Parents: You Hold The Power Of Your Child's Popularity In Your Hands

Although for many of us our school days are long behind us, we can usually remember what it was like to be our childhood and teenage selves with unnerving precision. We remember the acute sense of insecurity that seemed to loom over us each and every day. We recall the yearning that we once felt to feel accepted, respected and looked up to by our peers. In short, we all longed to be popular. Although popularity is far less useful to our developing psyches than self esteem it can very often be a fundamental building block for our emerging sense of self worth. Popularity is a holy grail that kids will always chase. It affords them influence over their peers, buoys their confidence and helps to ensure that school is as enjoyable and edifying as it should be rather than seeing it as a prospect so horrendous that they will feign illness to avoid it.

Broaching the prospect of popularity with your kids can be problematic. We don’t want to teach our children to chase popularity for its own sake. We know that this will lead them to become someone who we don’t want them to be (and who, if they’re honest to themselves, they wouldn’t want to be either). Nonetheless, we want our children to be well liked and respected by their peers so that they can serve as positive role models to other kids around them and model the values that we have instilled in them. Many parents, however, are unaware of just how profoundly they influence their children’s popularity from the day they’re born. Every decision we make from what we dress them in before dropping them off at school to where we host their birthday parties can have an effect on our kids’ popularity and therefore the way they perceive themselves.

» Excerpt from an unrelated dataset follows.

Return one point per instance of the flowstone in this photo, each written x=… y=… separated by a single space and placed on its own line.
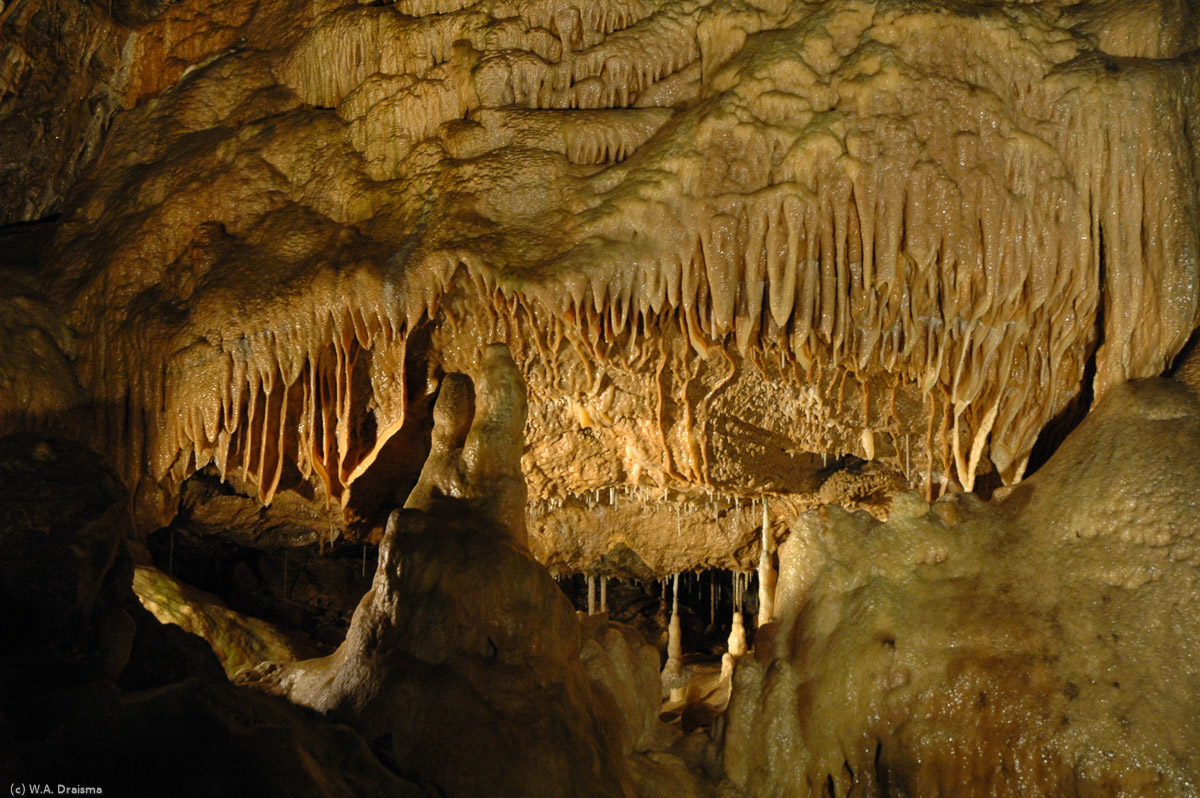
x=1042 y=645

But putting popularity before self esteem may be a little like the tail wagging the dog. Sure, popularity can help build self esteem, but then again, self esteem has a tendency to drive popularity. Here we’ll look at some responsible and healthy ways in which we can teach kids to build positive relationships with themselves and others so that popularity will come as a natural product of their behaviors…

 

Encourage positive body image

Research shows that kids are developing body issues from a younger and younger age, so it’s never the wrong time to start laying the foundations for a positive body image. As many as 24% of childcare professionals have reported children as young as 3-5 express unhappiness about the way they look. Both boys and girls can have their self esteem flattened if they feel that they are too tall or too short, too fat or too thin. Besides ensuring that they live a healthy and active lifestyle, making sure that they show up to school well dressed- this doesn’t have to break your budget by the way, just check out these cardigans- we can help ourselves by modelling positive body image ourselves. If our kids see that we’re okay with the way we look (perfect imperfections and all), they will be much more likely to feel positive about their own appearance. While we’re on this subject, it’s also a good idea to teach them that neither Barbie dolls nor GI Joes are realistic role models to which they can aspire.

 

Guard against gossip

Gossip is a fairly common behavior amongst teens and tweens and it’s not hard to see why. Developing young minds crave acceptance and if they have to trample all over the reputation of someone else they can consider this a price worth paying. Your child needs to see gossip for the toxic and damaging practice that it is and be encouraged to shut it down as soon as it rears its ugly head. Encourage your children not to condemn gossip on the spot but merely to refuse to participate. Or, better yet, encourage them to counter gossip with one positive comment about the person being talked about. Of course, in order for this to work, your own behavior must be unimpeachable. If there’s one thing kids are savvy to, it’s parental hypocrisy. Thus, no matter how tempting, you must refrain from workplace gossip yourself, especially when your kids are within earshot.

 

Encourage sharing

They say that sharing is caring, but it also encourages non-selfish behaviors and allows kids to see the gratification in helping others while ingratiating themselves to their peers. Being able to give validation to one’s peers isn’t just a useful life skill and the trait of a decent human being, it can also be extremely empowering for your son or daughter. Of course there are many different ways in which they can do this. Sure, encouraging them to share their candy or let others take a turn on the slide is a part of it, but it goes much deeper than that. Sharing also means being forthcoming with their emotions. This means being open and honest with their peers (honesty is something that’s notable by its absence in most playgrounds) and encouraging them to give compliments. A compliment is worth a whole lot to an insecure and developing young mind, and teaching your kids to demonstrate that they value others will not only help to make them well liked but will hopefully counter the narcissism epidemic that our culture has been in the thrall of for some time.

 

Teach them to regulate their emotions

Kids, especially teens, seem to value nothing more than “cool”. That vaunted and unflappable state wherein everything is greeted by a glacial and noncommittal “meh!”. Of course, we don’t want to encourage our kids to join the cult of cool, but we do want to encourage them to regulate their emotions. The way we raise our kids plays a huge part in this. Playing games with them gets them used to winning and losing and the fact that life is not always fair. Letting them fall and scrape their knees every now and then gets them used to suffering the temporary pain and indignity of failing as well as teaching them how to get up again. This builds character and prevents them from having embarrassing outbursts in front of their peers.